Still three-hours away but I guess that beats 6...lol


----------



## NMKawierider (Apr 11, 2009)

I know you guys feel trail riding vids are pretty boring. Well, maybe here's one that will capture your interest long enough to watch it through. Be sure to go full-screen. 

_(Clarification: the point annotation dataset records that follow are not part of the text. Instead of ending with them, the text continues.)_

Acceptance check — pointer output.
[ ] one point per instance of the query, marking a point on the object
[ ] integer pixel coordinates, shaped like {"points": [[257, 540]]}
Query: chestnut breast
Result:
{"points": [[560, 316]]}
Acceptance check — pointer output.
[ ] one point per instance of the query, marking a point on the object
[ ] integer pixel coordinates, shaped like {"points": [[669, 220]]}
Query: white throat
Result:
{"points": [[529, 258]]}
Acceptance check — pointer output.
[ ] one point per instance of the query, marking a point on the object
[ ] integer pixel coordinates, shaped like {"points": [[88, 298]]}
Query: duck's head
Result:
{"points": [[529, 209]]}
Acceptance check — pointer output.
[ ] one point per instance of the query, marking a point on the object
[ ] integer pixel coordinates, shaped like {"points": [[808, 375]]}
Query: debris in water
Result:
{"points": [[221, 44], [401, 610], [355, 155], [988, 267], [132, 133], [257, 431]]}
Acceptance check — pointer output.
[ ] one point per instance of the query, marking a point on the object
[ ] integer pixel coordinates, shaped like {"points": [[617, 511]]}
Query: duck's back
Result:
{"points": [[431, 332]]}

Sorry D, I just had to post it...it's a guy-thing 

https://vimeo.com/71430939


----------



## Polaris425 (Dec 16, 2004)

I'm sorry but, I don't see you anywhere in the video............. :bigok: haha


----------



## 2010Bruterider (Jun 20, 2010)

Nice sound track! I have a new found interest for trail riding videos. Lol


----------



## brutemike (Mar 23, 2010)

I love it great vid. Got to to love the ladies and some good pine mtn. trails.


----------



## gtsum2 (Aug 29, 2012)

LOL...great vid! Love the scenery there


----------



## brute69 (Mar 7, 2012)

You was riding trails in this video I didn't never notice lol.


----------



## NMKawierider (Apr 11, 2009)

brute69 said:


> You was riding trails in this video I didn't never notice lol.


Yeah it takes a couple of times to notice the trails...


----------



## brute69 (Mar 7, 2012)

I hear yea I had to watch it twice to see the atv and trails good videos though


----------



## NMKawierider (Apr 11, 2009)

Thanks.


----------